The talks I attended after the keynote were generally focused on open source, Solr or search topics, but the theme of AI was everywhere. The first talk I went to was about Accenture’s Content Analytics Studio – which looks like a useful tool for building search and analytics applications using a library of widgets and a Python code editor. Unfortunately it wasn’t very clear how one might use this platform, with the presenter eventually admitting that it was a proprietary product but not giving any idea of the price or business model. I would much prefer if presenters were up-front about commercial products, especially as many attendees were from an open source background.
David Smiley‘s talk on Querying Hundreds of Fields at Scale was a lot more interesting: he described how Salesforce run millions of Solr cores and index extremely diverse customer data (as each one can customise their field structure). Using the usual Solr
qf operator across possibly 150 fields can lead to thousands of subqueries being generated which also need to be run across each segment. His approach to optimising performance included analysing the input data per field type rather than per field, building a custom segment merge policy and encoding the field type as a term suffix in the term dictionary. Although this uses more CPU time, it improves performance by at least a factor of 10. David hopes to contribute some of this work back to Solr as open source, although much is specific to Salesforce’ use case. This was a fascinating talk about some very clever low-level Lucene techniques.

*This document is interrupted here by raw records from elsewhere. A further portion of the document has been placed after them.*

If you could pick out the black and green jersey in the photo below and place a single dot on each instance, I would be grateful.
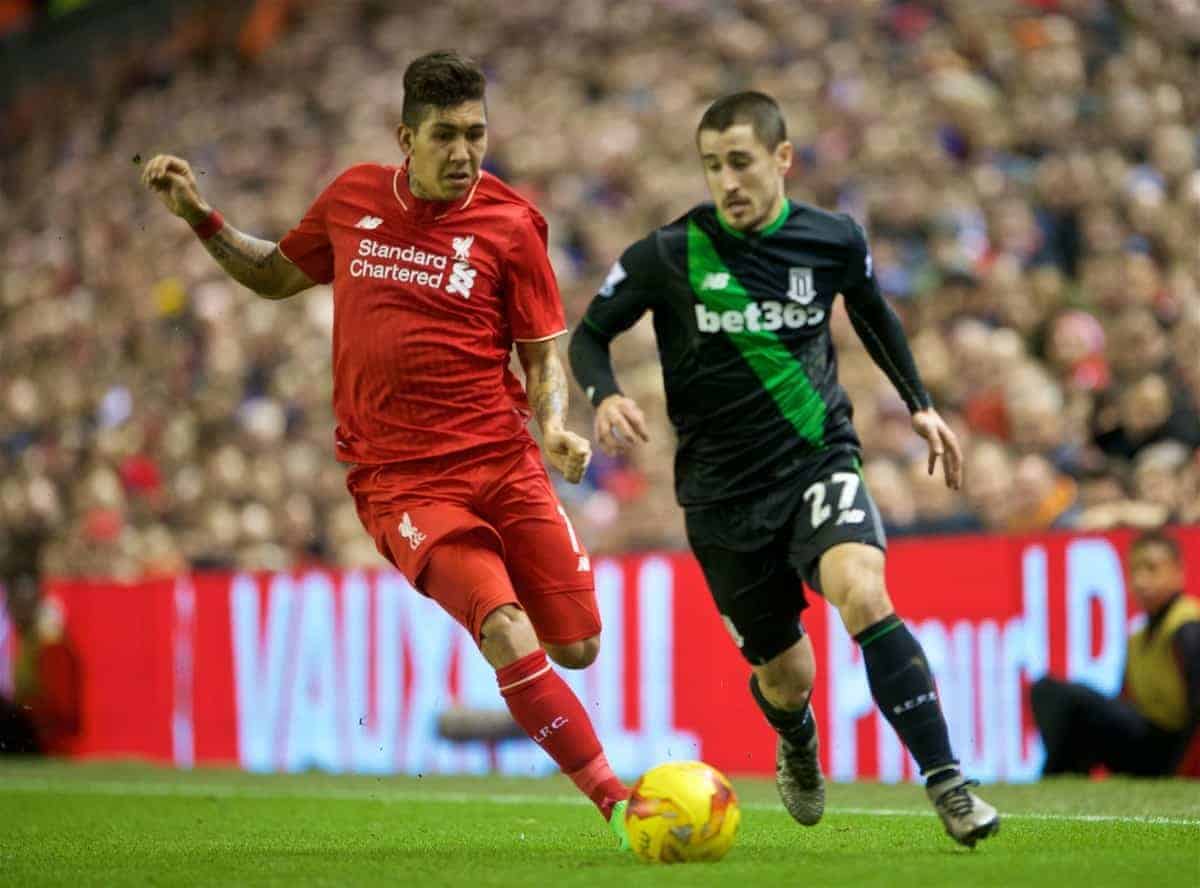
(743, 333)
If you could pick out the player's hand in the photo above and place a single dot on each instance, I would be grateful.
(943, 444)
(171, 178)
(568, 453)
(619, 424)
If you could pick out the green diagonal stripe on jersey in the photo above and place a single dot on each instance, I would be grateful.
(780, 373)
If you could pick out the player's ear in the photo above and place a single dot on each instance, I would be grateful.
(405, 138)
(784, 155)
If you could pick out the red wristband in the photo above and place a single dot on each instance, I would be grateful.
(209, 226)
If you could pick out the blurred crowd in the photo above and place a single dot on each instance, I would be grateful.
(1026, 172)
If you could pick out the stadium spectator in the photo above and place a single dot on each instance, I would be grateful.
(1024, 178)
(1149, 731)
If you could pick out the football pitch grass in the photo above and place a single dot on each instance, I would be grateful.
(132, 825)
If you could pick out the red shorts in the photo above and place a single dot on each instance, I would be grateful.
(508, 504)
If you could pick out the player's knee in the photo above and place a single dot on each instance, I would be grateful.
(787, 679)
(786, 690)
(576, 654)
(852, 580)
(507, 635)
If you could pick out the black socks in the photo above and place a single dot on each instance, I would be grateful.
(796, 726)
(903, 687)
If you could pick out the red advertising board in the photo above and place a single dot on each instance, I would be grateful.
(349, 671)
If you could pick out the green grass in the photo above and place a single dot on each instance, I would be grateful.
(118, 825)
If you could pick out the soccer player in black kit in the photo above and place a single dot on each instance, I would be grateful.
(767, 467)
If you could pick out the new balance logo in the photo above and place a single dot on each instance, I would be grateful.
(910, 705)
(409, 532)
(462, 275)
(462, 247)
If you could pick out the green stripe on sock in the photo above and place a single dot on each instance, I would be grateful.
(880, 633)
(780, 373)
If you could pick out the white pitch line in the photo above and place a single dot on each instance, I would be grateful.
(137, 789)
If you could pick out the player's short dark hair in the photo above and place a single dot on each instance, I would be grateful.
(441, 79)
(755, 108)
(1157, 538)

Next was my favourite talk of the conference – Kevin Watters on the Intersection of Robotics, Search & AI, featuring a completely 3D-printed humanoid robot based on the open source InMoov platform and MyRobotLab software. Kevin has used hundreds of open source projects to add capabilities such as speech recognition, question answering (based on Wikipedia), computer vision, deep learning etc. using a pub/sub architecture. The robot’s ‘memory’ – everything it does, sees, hears and how the various modules interact – is stored in a Solr index. Kevin’s engaging talk showed us examples of how the robot’s search engine powered memory can be used for deep learning, for example for image recognition – in his demo it could be trained to recognise pictures of some Solr commmitters. This really was the crossover between search and AI!

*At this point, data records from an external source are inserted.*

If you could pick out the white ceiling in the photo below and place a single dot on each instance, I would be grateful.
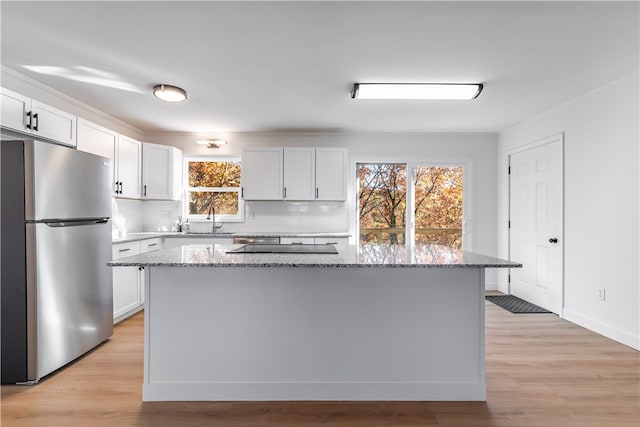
(263, 66)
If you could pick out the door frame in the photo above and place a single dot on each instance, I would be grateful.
(555, 138)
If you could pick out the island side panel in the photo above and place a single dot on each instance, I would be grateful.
(305, 333)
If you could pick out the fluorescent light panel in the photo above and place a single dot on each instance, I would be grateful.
(443, 91)
(212, 143)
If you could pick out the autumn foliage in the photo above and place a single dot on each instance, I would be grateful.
(214, 183)
(437, 204)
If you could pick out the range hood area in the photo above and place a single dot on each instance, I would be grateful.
(294, 248)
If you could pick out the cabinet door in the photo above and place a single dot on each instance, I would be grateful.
(262, 174)
(160, 172)
(51, 123)
(299, 173)
(331, 166)
(13, 110)
(98, 140)
(128, 167)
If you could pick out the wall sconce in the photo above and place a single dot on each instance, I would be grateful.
(212, 143)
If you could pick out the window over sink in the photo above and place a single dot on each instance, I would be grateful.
(213, 184)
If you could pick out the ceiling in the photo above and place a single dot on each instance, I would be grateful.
(280, 66)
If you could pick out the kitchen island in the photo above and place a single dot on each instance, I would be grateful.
(371, 323)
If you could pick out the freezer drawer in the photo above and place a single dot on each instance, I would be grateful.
(70, 292)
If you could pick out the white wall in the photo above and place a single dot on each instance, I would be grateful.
(477, 151)
(26, 86)
(601, 138)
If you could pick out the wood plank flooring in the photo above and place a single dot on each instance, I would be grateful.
(541, 371)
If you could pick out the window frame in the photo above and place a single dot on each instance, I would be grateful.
(187, 189)
(447, 161)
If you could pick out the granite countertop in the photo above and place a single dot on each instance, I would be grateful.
(133, 237)
(208, 255)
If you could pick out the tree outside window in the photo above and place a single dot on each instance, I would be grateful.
(214, 183)
(437, 204)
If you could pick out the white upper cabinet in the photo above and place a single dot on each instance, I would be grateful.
(128, 168)
(331, 173)
(299, 173)
(262, 174)
(161, 172)
(95, 139)
(14, 110)
(294, 174)
(125, 152)
(32, 117)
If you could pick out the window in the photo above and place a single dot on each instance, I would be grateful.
(426, 209)
(214, 182)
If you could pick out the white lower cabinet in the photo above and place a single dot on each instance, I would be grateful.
(176, 242)
(128, 282)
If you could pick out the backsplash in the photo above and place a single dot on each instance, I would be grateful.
(131, 216)
(126, 216)
(159, 215)
(292, 217)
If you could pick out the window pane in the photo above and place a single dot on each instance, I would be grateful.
(225, 203)
(438, 205)
(382, 203)
(214, 174)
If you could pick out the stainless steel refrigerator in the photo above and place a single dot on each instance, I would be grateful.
(56, 289)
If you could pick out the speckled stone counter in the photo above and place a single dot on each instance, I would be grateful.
(388, 256)
(314, 327)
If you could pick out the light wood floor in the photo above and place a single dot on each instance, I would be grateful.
(541, 371)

Joel Bernstein then took us through Applied Mathematical Modelling with Apache Solr – describing the ongoing work to integrate the Apache Commons Math library. In particular he showed how these new features can be used for anomaly detection (e.g. an unusually slow network connection) using a simple linear regression model. Solr’s Streaming API can be used to run a constant prediction of the likely response times for sending files of a certain size and any statistically significant differences noted. This is just one example of the powerful features now available for Solr-based analytics – there was more to come in Amrit Sarkar‘s talk afterwards on Building Analytics Applications with Streaming Expressions. Amrit showed a demo (code available here) using Apache Zeppelin where Solr’s various SQL-style operations can be run in parallel for better performance, splitting the job up over a number of worker collections. As the demo imported data directly from a database using a JDBC connector, some of us in the room wondered whether this might be a higher-performing alternative to the venerable (and slow) Data Import Handler…
That was the last talk I saw on Wednesday: that evening was the conference party in a nearby bar, which was a lot of fun (although the massive TV screen showing that night’s hockey game was a little distracting!). I’ll write about day 2 soon: videos of the talks are likely to be available soon on Lucidworks’ Youtube channel and I’ll update this post when they appear.